She and Rainmaker had tried to stay on Earth and make their own answers, but here they were, regretting it. So would it not have been easier to leave the work to someone else? Just let them do as they wished without bothering to question or to reason around it? Would that not have been an easier life, if not perhaps a pleasant one? Surely there must have been something uniquely pleasant in dying while believing it was for a greater purpose or glory which could not be reached within the world of the living?

The sound of a loud fan whirring above got her attention. Adelaide looked up. A ship, which was floating not far, and not too high above, casting lights so bright and roaring so loud as to alert anything nearby to their presence. Rainmaker didn't seem to realize what it was. She grabbed him and pushed the both of them to hide under the nearest cover.

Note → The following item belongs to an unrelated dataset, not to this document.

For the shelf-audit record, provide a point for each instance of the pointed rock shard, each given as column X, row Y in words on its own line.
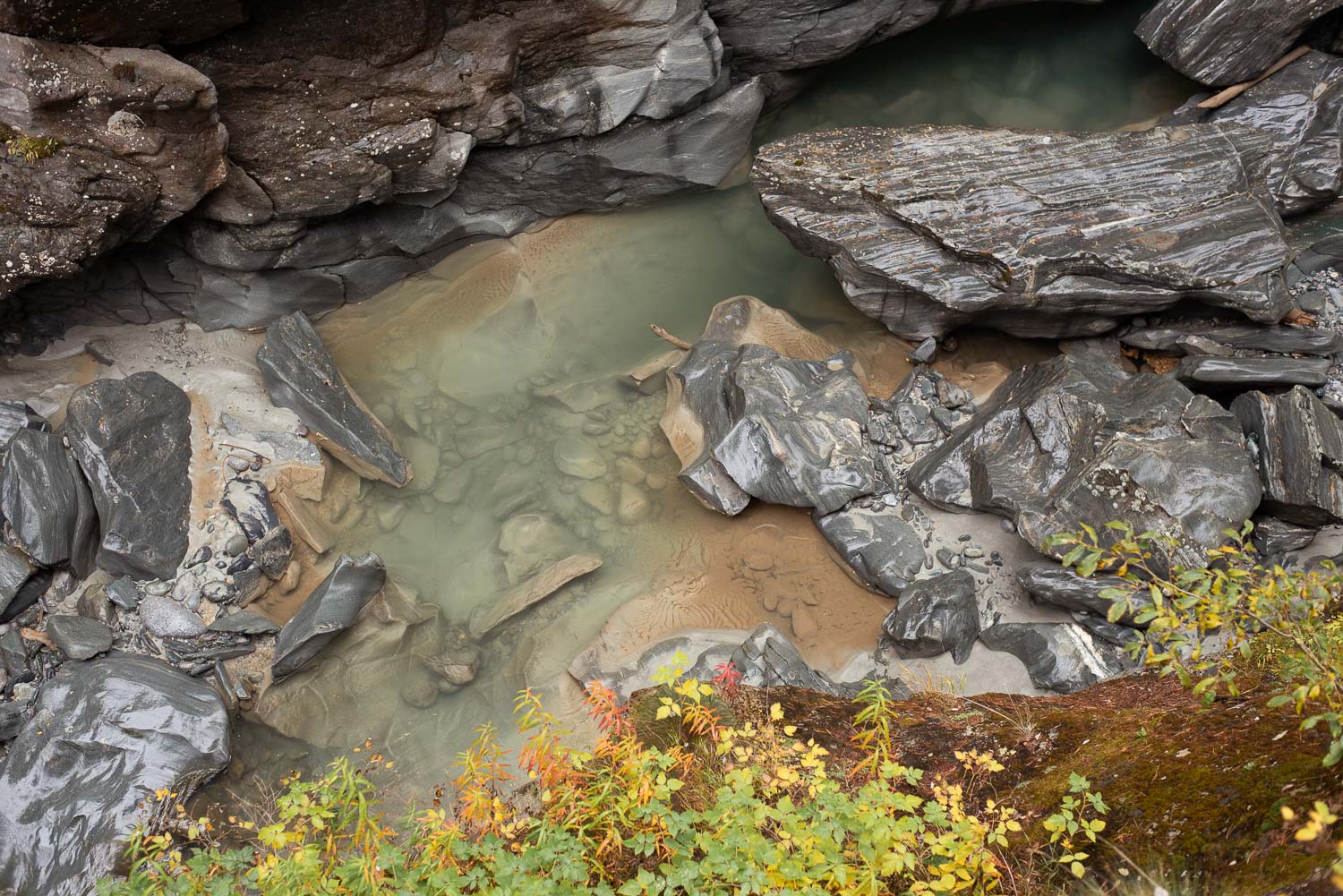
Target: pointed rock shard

The ship's engines roared above. It stopped for a moment, hovering above them in the air. Adelaide pressed a hand over Rainmaker's mouth. She scowled.

They were still looking for survivors.

Rainmaker grabbed at her hand. Adelaide pressed it down harder. He struggled to pull it away. Did he want to scream? Did he want to live? She didn't know if he would go on the ship if he had the choice. And so she took the choice away. Adelaide wanted to pull his head back and snap his neck. She couldn't, though. They were both weak from the sickness festering in them. The sickness born from the seed of the poisoned air, and the poisoned water, and the poisoned sky and grass and fruit– but Adelaide was a little stronger than him now and the stupid boy was frightened– so he gave up the fight after enough blind struggling.

She could tell by this point, as clear as possible, that she was doing the same to this young man as she had to Jisako, but she reasoned it was okay this time. Those actions had led to Jisako's death, and of course, Jisako didn't want to die. But Rainmaker didn't want to live, and she was just offering him the encouragement he needed to be pushed to go through with what needed to be done. He had killed a man, after all. He had followed her. He had sealed himself into a hell with her.

So it was really justifiable, this time. This wasn't like what happened with Jisako.

Jisako was a sweet presence in the world, which went out of her way to try and leave that world better than she found it. A sweet presence which tolerated the abuse she was given out of the goodness of her heart. Rainmaker was nothing. He was a horrible mess of a person who had none of the conviction to truly do anything.

The ship's sounds above them finally passed. Adelaide let go of Rainmaker, and he immediately slumped forward, almost like a corpse. Her heart skipped a beat. For a moment she wondered if she had snuffed the breath out of him, but the moment passed, and he stood up, with a slunk over posture, and general irritation in his eyes. Adelaide stood up after he did, and watched over the landscape again, once she was sure Rainmaker would not try to run off.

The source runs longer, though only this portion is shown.